On the opposite end of the spectrum, there is a group of individuals known as hyperphantasics. Their minds work like high-resolution canvases, capable of producing mental images as sharp and clear as illustrations in a book.
Paolo Bartolomeo, a renowned neurologist and researcher at the Paris Brain Institute, shared his fascination with these cognitive variations.
“Talking to these people is fascinating. We tend to think that access to visual perception, conceptualization, and memory is the same for everyone. Nothing could be further from the truth,” said Bartolomeo.
“Aphantasics cannot mentally picture what their parents, friends, or partner look like when they are away. But they can still describe the physical characteristics of their loved ones: this visual information has been stored, in one way or another.”
The origin of aphantasia remains a topic of debate among researchers. Is it a perceptual deficit? Could emotional and psychological factors be at play? Or does it stem from difficulty in accessing sensory information?
To investigate, Bartolomeo teamed up with Jianghao Liu, a doctoral student specializing in Neurophysiology and Functional Neuroimaging at the Paris Brain Institute.
The experts embarked on a study with 117 volunteers, including 44 aphantasics, 31 hyperphantasics, and 42 individuals with average mental imagery capabilities.
The research involved a mental imagery and visual perception test termed the “Imagination Perception Battery (BIP).”
“Our test…is designed to assess the link between perception and mental imagery through the different visual qualities that enable a scene to be described – such as shape, color, position in space, presence of words or faces,” said Liu.
The scientists exposed participants to a multi-modal test. This required them to visualize concepts based on auditory cues and then match them with appropriate qualifiers. They recorded their speed, accuracy, and self-assessed quality of visualization.
In addition, the team conducted a perception test, presenting stimuli visually, eliminating the need for mental visualization.
“Our results indicate that the performance of people with aphantasia is equivalent to other groups in terms of perception and the ability to associate a concept with its representation,” said Liu.
“With one exception! Aphantasics are, on average, slower than hyperphantasics and typical imagers when it comes to processing visual information, particularly shapes and colors. They also have little confidence in the accuracy of their answers.”
“Participants in the aphantasic group perceive elements of reality accurately and show no deficits in memory and language processing. We believe that they present a slight defect of what we call phenomenal consciousness,” explained Bartolomeo.
“This means that they have access to information about shapes, colors, and spatial relationships – but that this visual information does not translate into a visual mental image in conscious experience.”
“This peculiarity is probably compensated by other cognitive strategies, such as mental lists of visual characteristics, which allow aphantasics to remember everything they have seen.”
While the aphantasia study provides intriguing insights, it’s essential to note its limitations.

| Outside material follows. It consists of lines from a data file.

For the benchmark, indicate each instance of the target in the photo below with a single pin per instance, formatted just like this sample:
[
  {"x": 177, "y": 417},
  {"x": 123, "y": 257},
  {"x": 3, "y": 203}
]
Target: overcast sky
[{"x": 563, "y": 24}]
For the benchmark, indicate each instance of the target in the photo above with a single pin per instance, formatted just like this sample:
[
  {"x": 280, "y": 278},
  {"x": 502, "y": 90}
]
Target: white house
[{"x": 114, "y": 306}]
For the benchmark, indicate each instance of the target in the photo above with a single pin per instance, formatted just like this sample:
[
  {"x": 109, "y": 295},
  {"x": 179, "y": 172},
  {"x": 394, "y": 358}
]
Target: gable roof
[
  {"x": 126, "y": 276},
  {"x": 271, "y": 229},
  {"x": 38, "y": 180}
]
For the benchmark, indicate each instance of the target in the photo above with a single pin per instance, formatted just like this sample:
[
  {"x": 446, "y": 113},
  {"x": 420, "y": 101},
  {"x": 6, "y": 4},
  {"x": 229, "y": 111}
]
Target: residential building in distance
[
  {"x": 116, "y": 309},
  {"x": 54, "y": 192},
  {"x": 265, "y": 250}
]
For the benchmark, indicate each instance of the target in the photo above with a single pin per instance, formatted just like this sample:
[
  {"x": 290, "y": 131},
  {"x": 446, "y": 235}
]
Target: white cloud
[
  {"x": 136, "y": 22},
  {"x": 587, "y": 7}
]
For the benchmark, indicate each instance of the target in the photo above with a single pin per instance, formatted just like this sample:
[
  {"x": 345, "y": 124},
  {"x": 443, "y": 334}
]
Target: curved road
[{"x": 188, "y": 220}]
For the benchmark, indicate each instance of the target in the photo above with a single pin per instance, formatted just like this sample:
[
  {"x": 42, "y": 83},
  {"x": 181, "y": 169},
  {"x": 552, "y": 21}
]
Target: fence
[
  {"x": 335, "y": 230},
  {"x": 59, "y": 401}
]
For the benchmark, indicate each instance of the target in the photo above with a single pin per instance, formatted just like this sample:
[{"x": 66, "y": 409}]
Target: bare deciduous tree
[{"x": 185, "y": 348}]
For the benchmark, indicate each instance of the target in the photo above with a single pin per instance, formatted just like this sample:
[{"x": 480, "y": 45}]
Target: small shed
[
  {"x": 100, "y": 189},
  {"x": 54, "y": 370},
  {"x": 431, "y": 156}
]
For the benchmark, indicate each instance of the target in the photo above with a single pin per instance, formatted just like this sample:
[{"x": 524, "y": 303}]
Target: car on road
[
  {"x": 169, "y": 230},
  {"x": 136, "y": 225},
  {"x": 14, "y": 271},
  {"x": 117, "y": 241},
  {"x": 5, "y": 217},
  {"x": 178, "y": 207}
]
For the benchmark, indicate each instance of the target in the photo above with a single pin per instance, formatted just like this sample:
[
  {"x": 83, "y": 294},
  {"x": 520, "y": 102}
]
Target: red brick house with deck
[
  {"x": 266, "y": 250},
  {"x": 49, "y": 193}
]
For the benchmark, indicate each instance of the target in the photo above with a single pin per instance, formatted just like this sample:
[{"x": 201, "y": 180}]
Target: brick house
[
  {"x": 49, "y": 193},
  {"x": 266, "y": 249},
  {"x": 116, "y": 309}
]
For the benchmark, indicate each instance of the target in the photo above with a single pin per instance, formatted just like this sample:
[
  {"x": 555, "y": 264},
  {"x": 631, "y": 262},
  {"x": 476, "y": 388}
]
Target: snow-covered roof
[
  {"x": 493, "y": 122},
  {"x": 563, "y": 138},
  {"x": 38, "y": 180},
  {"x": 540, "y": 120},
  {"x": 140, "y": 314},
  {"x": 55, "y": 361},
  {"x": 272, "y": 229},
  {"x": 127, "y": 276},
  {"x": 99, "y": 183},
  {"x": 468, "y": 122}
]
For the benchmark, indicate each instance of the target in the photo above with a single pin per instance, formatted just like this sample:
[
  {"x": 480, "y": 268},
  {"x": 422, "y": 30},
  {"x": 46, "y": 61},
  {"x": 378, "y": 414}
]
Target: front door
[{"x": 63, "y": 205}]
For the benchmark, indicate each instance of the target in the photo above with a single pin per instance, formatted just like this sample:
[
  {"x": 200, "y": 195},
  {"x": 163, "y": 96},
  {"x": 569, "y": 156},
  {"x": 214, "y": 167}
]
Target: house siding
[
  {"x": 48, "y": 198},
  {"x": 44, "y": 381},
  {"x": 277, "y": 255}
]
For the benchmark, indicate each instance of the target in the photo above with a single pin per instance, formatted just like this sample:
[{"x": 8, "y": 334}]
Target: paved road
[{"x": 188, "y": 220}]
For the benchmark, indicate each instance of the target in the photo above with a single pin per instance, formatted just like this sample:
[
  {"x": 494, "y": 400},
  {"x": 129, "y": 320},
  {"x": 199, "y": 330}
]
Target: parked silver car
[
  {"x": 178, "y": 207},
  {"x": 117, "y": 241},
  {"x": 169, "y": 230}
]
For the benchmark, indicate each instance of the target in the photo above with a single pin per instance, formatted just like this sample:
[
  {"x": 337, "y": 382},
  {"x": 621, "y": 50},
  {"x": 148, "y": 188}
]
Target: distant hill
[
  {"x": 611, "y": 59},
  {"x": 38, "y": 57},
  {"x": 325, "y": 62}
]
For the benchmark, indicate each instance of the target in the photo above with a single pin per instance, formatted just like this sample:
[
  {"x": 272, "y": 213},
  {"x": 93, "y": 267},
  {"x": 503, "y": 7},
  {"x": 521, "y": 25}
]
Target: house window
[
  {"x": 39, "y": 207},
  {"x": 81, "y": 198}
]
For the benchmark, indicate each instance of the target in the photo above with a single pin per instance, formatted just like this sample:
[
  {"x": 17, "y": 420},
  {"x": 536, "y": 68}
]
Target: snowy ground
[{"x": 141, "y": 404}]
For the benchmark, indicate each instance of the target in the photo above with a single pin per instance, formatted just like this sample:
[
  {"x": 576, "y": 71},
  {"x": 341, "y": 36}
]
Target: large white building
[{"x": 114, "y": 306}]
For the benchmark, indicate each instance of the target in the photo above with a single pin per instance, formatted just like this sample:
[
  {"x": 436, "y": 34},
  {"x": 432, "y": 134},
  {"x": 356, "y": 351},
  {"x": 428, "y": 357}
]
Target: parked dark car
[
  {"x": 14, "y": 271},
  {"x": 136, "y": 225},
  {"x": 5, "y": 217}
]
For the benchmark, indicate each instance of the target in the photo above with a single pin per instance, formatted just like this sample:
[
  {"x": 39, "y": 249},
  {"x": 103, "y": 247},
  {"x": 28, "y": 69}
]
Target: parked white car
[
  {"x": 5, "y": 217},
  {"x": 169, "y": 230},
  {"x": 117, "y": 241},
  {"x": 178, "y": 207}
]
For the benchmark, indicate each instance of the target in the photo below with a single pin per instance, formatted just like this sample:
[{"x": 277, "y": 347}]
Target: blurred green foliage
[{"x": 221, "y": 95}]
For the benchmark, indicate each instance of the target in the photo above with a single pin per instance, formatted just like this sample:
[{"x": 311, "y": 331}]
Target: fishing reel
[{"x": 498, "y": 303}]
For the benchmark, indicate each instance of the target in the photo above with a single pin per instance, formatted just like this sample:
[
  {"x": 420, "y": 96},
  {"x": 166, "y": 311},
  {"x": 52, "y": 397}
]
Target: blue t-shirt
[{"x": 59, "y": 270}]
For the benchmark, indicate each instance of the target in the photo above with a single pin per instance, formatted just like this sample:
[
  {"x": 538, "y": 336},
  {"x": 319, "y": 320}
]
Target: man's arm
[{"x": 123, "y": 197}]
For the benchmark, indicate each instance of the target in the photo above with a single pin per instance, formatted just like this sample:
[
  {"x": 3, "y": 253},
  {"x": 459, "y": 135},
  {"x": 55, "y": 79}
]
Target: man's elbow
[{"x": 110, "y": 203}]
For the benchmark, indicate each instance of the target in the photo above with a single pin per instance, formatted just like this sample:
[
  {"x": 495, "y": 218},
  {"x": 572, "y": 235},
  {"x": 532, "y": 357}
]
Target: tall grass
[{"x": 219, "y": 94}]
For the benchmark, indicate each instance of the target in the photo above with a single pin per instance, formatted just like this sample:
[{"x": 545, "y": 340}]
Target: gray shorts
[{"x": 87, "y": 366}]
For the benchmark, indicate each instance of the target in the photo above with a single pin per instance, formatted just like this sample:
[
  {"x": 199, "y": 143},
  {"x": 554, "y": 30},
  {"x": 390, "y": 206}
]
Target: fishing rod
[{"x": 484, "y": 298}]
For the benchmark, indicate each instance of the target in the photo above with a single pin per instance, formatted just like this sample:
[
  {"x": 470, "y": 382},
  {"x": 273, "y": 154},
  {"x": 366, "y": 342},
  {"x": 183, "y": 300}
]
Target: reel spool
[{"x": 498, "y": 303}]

Primarily, the reliance on an online questionnaire for data collection. However, it has paved the way for further exploration into understanding the complexities of visual mental imagery.
Potential future studies could explore the neural mechanics behind these observations. This would shed light on specific visualization deficits experienced by stroke patients.
“We also hope to develop interventional tools for certain psychiatric illnesses, such as post-traumatic stress disorder (PTSD), which is characterized by the eruption of images from traumatic memories. If we could rid patients of these intrusive mental images, it would greatly promote their recovery,” said Liu.
The research is published in the journal Cortex.